Przy okazji gmina z najwyższą frekwencją ma otrzymać tajemniczy tytuł "pępka europy".
Nikt nie wytłumaczył jednak jaki korzyści miałyby z tego płynąć
- uśmiech eurokomisarza... odciśnięty w betonie?
- Nowe wozy drabiniaste (najwyraźniej potrzebne, skoro Polska tak "nowocześnie" reklamuje udział w wyborach)?
- Przydział alkoholu (to zawsze się u nas przyda)?
- Przyjazd cyrku (najwyraźniej frekwencja wynika przecież z zainteresowania lokalnej społeczności tego typu rozrywkami)?
Czy też inne atrakcje.
Na razie perspektywa uzyskania zaszczytnego miana "pępka Europy" musi nam wystarczyć.

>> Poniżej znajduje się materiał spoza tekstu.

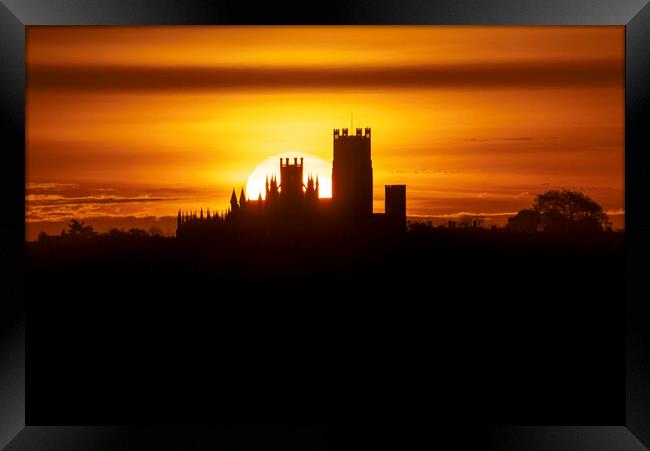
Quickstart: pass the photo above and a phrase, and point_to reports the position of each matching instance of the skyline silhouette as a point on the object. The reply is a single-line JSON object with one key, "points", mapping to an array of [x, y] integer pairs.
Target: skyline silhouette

Czy oznacza to, że gmina z najniższą frekwencją otrzyma tytuł d... Europy? Jeśli tak, to kolejny powód do niepójścia na wybory. Wyobraźmy sobie jak wypromowałoby to gminę. Co tam jakiś prozaiczny pępek. Już widzę billboardy "Witamy w X - d... Europy".
Kolejny spot pokazuje natomiast całą prawdę o politykach z Polski.

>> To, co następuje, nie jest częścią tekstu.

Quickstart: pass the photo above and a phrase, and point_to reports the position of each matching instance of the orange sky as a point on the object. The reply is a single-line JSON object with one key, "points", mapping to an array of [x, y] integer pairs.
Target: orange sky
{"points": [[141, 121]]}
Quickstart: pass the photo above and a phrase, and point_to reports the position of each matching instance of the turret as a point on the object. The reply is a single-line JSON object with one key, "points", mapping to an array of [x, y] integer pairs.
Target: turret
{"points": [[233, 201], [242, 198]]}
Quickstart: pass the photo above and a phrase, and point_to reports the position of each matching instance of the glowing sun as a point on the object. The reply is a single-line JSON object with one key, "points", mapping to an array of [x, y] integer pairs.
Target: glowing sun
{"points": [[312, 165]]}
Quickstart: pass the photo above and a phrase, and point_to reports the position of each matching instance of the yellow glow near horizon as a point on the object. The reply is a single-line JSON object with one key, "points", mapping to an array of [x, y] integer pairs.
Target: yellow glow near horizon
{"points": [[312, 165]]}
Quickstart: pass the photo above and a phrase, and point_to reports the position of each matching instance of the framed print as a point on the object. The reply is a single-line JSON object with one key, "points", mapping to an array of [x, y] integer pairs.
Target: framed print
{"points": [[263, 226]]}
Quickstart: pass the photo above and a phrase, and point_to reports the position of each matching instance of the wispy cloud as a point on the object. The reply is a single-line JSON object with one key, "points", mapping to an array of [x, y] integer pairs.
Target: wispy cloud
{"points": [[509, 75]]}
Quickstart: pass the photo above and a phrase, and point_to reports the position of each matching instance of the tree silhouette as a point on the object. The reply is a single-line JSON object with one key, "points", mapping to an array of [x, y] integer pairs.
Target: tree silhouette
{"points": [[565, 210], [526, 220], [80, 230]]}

Europoseł wybierający się do Brukseli zabiera ze sobą policyjny lizak (ewidentny symbol jazdy na tzw. "podwójnym gazie"), stanik (symbol cenienia sobie damskiego towarzystwa - nie wątpię że w celu promowania równouprawnienia) i bochen chleba (jak wiadomo posłowie to ludzie biedni, często bez oszczędności, a w Brukseli jedzenie drogie).
Oglądając te "zachęty" nie mogę się oprzeć wrażeniu że sam jako anarchista nie przygotowałbym ich lepiej... nawołując do bojkotu szopki mającej odbyć się 7 czerwca.